Ragazzi e giovani camminano al nostro fianco e con le molteplici esperienze associative e parrocchiali vissute quest’estate (Azione Cattolica, Agesci, Sermig, Missio Giovani) – una per tutte nella Giornata Mondiale della Gioventù a Lisbona – ci stupiscono per la gioia di vivere, per il profondo desiderio di riconciliazione, per il silenzio contemplativo di cui sono capaci davanti all’Eucaristia.
Li abbiamo vicinissimi in casa, ma sappiamo camminare con loro, al loro passo?
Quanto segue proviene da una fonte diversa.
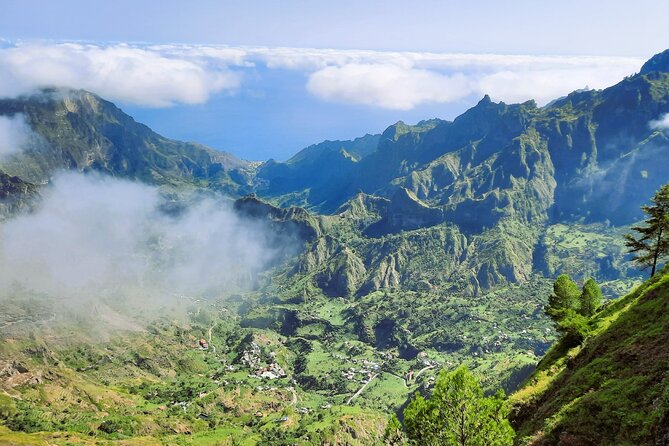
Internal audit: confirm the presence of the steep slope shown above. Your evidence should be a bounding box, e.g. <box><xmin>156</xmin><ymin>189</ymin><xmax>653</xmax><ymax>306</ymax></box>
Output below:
<box><xmin>512</xmin><ymin>268</ymin><xmax>669</xmax><ymax>446</ymax></box>
<box><xmin>0</xmin><ymin>90</ymin><xmax>251</xmax><ymax>195</ymax></box>
<box><xmin>257</xmin><ymin>52</ymin><xmax>669</xmax><ymax>228</ymax></box>
<box><xmin>0</xmin><ymin>170</ymin><xmax>38</xmax><ymax>221</ymax></box>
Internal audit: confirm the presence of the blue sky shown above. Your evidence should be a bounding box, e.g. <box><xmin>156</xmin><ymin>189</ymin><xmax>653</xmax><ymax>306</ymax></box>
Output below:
<box><xmin>0</xmin><ymin>0</ymin><xmax>669</xmax><ymax>159</ymax></box>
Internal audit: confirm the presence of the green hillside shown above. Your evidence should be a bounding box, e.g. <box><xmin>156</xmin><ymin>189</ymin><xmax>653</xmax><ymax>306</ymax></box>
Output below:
<box><xmin>511</xmin><ymin>268</ymin><xmax>669</xmax><ymax>446</ymax></box>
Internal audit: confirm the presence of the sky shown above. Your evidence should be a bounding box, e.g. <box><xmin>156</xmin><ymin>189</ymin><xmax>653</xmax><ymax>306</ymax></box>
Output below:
<box><xmin>0</xmin><ymin>0</ymin><xmax>669</xmax><ymax>160</ymax></box>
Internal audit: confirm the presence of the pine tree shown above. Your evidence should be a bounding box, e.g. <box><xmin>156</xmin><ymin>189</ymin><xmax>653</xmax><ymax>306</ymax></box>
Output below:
<box><xmin>578</xmin><ymin>279</ymin><xmax>603</xmax><ymax>317</ymax></box>
<box><xmin>545</xmin><ymin>274</ymin><xmax>581</xmax><ymax>323</ymax></box>
<box><xmin>404</xmin><ymin>367</ymin><xmax>514</xmax><ymax>446</ymax></box>
<box><xmin>625</xmin><ymin>183</ymin><xmax>669</xmax><ymax>277</ymax></box>
<box><xmin>544</xmin><ymin>274</ymin><xmax>589</xmax><ymax>346</ymax></box>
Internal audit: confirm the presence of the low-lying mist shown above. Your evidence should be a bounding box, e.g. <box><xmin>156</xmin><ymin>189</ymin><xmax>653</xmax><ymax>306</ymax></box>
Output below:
<box><xmin>0</xmin><ymin>173</ymin><xmax>295</xmax><ymax>303</ymax></box>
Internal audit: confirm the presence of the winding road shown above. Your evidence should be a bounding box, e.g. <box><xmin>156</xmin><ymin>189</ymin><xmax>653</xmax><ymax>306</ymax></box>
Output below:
<box><xmin>346</xmin><ymin>373</ymin><xmax>379</xmax><ymax>406</ymax></box>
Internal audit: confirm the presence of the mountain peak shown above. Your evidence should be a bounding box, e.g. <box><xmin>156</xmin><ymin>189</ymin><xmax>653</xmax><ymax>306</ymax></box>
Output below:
<box><xmin>639</xmin><ymin>49</ymin><xmax>669</xmax><ymax>74</ymax></box>
<box><xmin>476</xmin><ymin>95</ymin><xmax>492</xmax><ymax>105</ymax></box>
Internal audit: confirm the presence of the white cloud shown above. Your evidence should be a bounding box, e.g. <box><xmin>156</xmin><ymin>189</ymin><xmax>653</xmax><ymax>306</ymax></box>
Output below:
<box><xmin>649</xmin><ymin>113</ymin><xmax>669</xmax><ymax>130</ymax></box>
<box><xmin>0</xmin><ymin>114</ymin><xmax>32</xmax><ymax>160</ymax></box>
<box><xmin>0</xmin><ymin>173</ymin><xmax>287</xmax><ymax>299</ymax></box>
<box><xmin>0</xmin><ymin>43</ymin><xmax>240</xmax><ymax>107</ymax></box>
<box><xmin>307</xmin><ymin>64</ymin><xmax>470</xmax><ymax>110</ymax></box>
<box><xmin>0</xmin><ymin>43</ymin><xmax>643</xmax><ymax>110</ymax></box>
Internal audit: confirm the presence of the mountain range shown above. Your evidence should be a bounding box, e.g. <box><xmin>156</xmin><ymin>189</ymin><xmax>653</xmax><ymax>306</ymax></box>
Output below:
<box><xmin>0</xmin><ymin>50</ymin><xmax>669</xmax><ymax>444</ymax></box>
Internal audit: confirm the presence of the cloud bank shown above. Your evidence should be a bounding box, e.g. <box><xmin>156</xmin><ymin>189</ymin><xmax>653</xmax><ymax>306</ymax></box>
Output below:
<box><xmin>0</xmin><ymin>43</ymin><xmax>240</xmax><ymax>107</ymax></box>
<box><xmin>649</xmin><ymin>113</ymin><xmax>669</xmax><ymax>130</ymax></box>
<box><xmin>0</xmin><ymin>173</ymin><xmax>285</xmax><ymax>299</ymax></box>
<box><xmin>0</xmin><ymin>43</ymin><xmax>643</xmax><ymax>110</ymax></box>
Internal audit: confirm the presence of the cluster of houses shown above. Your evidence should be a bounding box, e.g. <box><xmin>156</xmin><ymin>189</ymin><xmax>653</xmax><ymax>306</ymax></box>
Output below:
<box><xmin>254</xmin><ymin>362</ymin><xmax>287</xmax><ymax>379</ymax></box>
<box><xmin>341</xmin><ymin>367</ymin><xmax>374</xmax><ymax>384</ymax></box>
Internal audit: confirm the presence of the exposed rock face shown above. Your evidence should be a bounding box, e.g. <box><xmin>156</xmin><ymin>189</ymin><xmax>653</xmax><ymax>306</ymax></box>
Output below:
<box><xmin>0</xmin><ymin>361</ymin><xmax>42</xmax><ymax>389</ymax></box>
<box><xmin>0</xmin><ymin>90</ymin><xmax>252</xmax><ymax>194</ymax></box>
<box><xmin>316</xmin><ymin>248</ymin><xmax>367</xmax><ymax>296</ymax></box>
<box><xmin>0</xmin><ymin>170</ymin><xmax>38</xmax><ymax>221</ymax></box>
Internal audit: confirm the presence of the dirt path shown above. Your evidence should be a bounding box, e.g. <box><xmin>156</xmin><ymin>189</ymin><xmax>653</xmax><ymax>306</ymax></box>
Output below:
<box><xmin>413</xmin><ymin>365</ymin><xmax>436</xmax><ymax>382</ymax></box>
<box><xmin>207</xmin><ymin>324</ymin><xmax>216</xmax><ymax>354</ymax></box>
<box><xmin>346</xmin><ymin>373</ymin><xmax>379</xmax><ymax>406</ymax></box>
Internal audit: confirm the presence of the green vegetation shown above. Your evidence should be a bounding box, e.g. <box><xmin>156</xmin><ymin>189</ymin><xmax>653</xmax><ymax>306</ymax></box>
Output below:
<box><xmin>402</xmin><ymin>367</ymin><xmax>514</xmax><ymax>446</ymax></box>
<box><xmin>625</xmin><ymin>183</ymin><xmax>669</xmax><ymax>277</ymax></box>
<box><xmin>511</xmin><ymin>268</ymin><xmax>669</xmax><ymax>446</ymax></box>
<box><xmin>0</xmin><ymin>44</ymin><xmax>669</xmax><ymax>445</ymax></box>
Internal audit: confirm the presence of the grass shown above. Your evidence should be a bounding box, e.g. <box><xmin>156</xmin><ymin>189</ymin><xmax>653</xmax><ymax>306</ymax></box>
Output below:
<box><xmin>512</xmin><ymin>269</ymin><xmax>669</xmax><ymax>445</ymax></box>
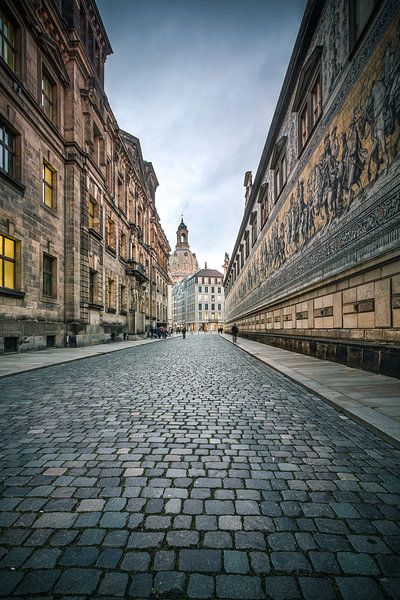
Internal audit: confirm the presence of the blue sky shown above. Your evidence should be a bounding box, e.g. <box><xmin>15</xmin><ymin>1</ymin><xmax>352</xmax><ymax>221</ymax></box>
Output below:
<box><xmin>97</xmin><ymin>0</ymin><xmax>305</xmax><ymax>269</ymax></box>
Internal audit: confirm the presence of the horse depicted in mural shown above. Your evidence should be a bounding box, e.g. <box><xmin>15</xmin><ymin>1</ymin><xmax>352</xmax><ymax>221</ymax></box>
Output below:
<box><xmin>360</xmin><ymin>79</ymin><xmax>389</xmax><ymax>180</ymax></box>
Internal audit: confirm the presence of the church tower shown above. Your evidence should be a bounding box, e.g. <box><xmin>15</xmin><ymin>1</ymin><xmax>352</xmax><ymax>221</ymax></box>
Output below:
<box><xmin>169</xmin><ymin>217</ymin><xmax>199</xmax><ymax>285</ymax></box>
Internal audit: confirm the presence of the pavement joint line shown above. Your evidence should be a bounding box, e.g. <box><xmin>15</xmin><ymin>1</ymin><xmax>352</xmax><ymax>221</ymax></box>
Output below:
<box><xmin>222</xmin><ymin>334</ymin><xmax>400</xmax><ymax>449</ymax></box>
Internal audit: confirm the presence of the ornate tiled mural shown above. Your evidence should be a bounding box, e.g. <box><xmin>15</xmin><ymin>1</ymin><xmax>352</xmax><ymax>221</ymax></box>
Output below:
<box><xmin>228</xmin><ymin>8</ymin><xmax>400</xmax><ymax>318</ymax></box>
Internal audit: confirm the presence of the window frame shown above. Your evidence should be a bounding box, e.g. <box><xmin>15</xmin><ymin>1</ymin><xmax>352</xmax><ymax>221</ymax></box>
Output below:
<box><xmin>297</xmin><ymin>68</ymin><xmax>323</xmax><ymax>156</ymax></box>
<box><xmin>0</xmin><ymin>7</ymin><xmax>17</xmax><ymax>73</ymax></box>
<box><xmin>42</xmin><ymin>252</ymin><xmax>57</xmax><ymax>300</ymax></box>
<box><xmin>0</xmin><ymin>233</ymin><xmax>17</xmax><ymax>291</ymax></box>
<box><xmin>0</xmin><ymin>120</ymin><xmax>16</xmax><ymax>178</ymax></box>
<box><xmin>42</xmin><ymin>160</ymin><xmax>57</xmax><ymax>211</ymax></box>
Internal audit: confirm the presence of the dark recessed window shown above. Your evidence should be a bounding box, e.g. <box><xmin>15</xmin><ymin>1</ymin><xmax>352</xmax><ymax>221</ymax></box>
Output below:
<box><xmin>0</xmin><ymin>123</ymin><xmax>15</xmax><ymax>175</ymax></box>
<box><xmin>43</xmin><ymin>254</ymin><xmax>56</xmax><ymax>298</ymax></box>
<box><xmin>0</xmin><ymin>9</ymin><xmax>15</xmax><ymax>71</ymax></box>
<box><xmin>0</xmin><ymin>235</ymin><xmax>16</xmax><ymax>290</ymax></box>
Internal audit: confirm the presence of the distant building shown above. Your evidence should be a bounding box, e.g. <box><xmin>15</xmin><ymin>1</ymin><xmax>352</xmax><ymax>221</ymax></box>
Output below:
<box><xmin>0</xmin><ymin>0</ymin><xmax>170</xmax><ymax>352</ymax></box>
<box><xmin>225</xmin><ymin>0</ymin><xmax>400</xmax><ymax>377</ymax></box>
<box><xmin>169</xmin><ymin>217</ymin><xmax>199</xmax><ymax>285</ymax></box>
<box><xmin>172</xmin><ymin>266</ymin><xmax>225</xmax><ymax>332</ymax></box>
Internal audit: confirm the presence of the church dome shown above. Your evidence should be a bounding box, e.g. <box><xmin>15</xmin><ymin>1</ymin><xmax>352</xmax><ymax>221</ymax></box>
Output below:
<box><xmin>169</xmin><ymin>217</ymin><xmax>199</xmax><ymax>285</ymax></box>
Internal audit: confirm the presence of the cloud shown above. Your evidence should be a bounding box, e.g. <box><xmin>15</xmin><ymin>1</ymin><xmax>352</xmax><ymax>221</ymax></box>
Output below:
<box><xmin>98</xmin><ymin>0</ymin><xmax>305</xmax><ymax>268</ymax></box>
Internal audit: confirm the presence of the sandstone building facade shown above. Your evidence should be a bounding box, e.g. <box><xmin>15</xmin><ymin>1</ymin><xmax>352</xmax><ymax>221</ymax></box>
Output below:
<box><xmin>225</xmin><ymin>0</ymin><xmax>400</xmax><ymax>376</ymax></box>
<box><xmin>0</xmin><ymin>0</ymin><xmax>170</xmax><ymax>352</ymax></box>
<box><xmin>171</xmin><ymin>264</ymin><xmax>225</xmax><ymax>333</ymax></box>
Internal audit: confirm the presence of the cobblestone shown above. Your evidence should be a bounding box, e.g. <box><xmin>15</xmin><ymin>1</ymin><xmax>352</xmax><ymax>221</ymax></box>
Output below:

Il Signore ci invita come Chiesa a camminare con il passo dei giovani? Ad accoglierli prima di giudicarli? A farci carico delle loro fragilità? Ci lasciamo interpellare dalle loro visioni sulla Chiesa e sul mondo?
Possiamo invocare l’aiuto di un altro testimone. Trent’anni fa, come oggi, al Brancaccio di Palermo, veniva ucciso dalla mafia don Pino Puglisi. Parroco, per molti anni insegnante, un grande educatore di ragazzi e giovani, capace di leggere il loro vissuto e di accompagnarli a riconoscere la chiamata del Signore.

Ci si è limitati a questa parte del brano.